Telltale chce wziąć na warsztat przygody agenta 007
Studio pracuje obecnie nad czterema grami, ale nie znaczy to, że nie myśli o kolejnych.
Drugi sezon The Walking Dead, The Wolf Among Us oraz gry oparte na podstawie Gry o Tron i Borderlands - moglibyśmy założyć, że na jakiś czas Telltale uspokoi się z sugerowaniem kolejnych projektów. Nic z tych rzeczy.
Kevin Bruner zdradził w rozmowie z OXM, że jego marzeniem jest stworzenie gry o przygodach Jamesa Bonda. Nieco innej, niż te wydane do tej pory, bo skupiającej się bardziej na Bondzie-szpiegu, niż Bondzie-zabijace.

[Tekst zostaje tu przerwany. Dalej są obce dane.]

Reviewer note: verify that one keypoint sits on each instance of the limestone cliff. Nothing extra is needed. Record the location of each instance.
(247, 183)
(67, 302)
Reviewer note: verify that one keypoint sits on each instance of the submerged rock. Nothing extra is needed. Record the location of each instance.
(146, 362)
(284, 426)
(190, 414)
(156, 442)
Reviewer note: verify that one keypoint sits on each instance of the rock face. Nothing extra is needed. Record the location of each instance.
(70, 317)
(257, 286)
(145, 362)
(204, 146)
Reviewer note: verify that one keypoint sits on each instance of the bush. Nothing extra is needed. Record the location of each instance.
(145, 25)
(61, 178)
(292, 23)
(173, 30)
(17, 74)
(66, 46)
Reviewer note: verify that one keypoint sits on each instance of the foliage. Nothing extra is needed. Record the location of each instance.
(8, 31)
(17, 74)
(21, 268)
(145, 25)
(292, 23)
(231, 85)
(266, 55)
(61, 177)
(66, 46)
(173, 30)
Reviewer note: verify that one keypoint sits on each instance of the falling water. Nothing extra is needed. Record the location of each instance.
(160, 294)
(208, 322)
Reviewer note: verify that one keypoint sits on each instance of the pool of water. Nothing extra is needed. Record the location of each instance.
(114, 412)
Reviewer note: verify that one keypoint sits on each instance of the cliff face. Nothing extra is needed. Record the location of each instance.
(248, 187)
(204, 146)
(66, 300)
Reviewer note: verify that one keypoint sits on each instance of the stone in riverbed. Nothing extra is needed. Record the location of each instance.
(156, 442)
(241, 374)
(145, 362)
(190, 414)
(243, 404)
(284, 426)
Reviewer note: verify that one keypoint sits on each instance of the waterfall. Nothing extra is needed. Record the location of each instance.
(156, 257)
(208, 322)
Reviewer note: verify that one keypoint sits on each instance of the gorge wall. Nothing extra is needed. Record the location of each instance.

W filmach Bond nie jest aż takim masowym zabójcą, tak samo w książkach nie ma za dużo zabijania - więcej szpiegowania i intryg. Brzmi jak kolejna opowieść w stylu Telltale, ale czy po premierach już zapowiedzianych gier ten styl rozgrywki dalej będzie się sprawdzał? Mam nieco obaw. Ale sam Bond na pewno zasługuje na solidną produkcję. Ostatnią grą z nim w roli głównej było 007 Legends z 2012 roku, które szału nie zrobiło, a ponadto nie dorzucało do filmowej spuścizny w zasadzie nic od siebie. Myślicie, że Bond jest wciąż atrakcyjnym bohaterem dla graczy czy może jego czas się już skończył? Fani dorośli, a młodzi nie mieli okazje kłócić się o to, czy lepszy w tej roli był Roger Moore czy Sean Connery.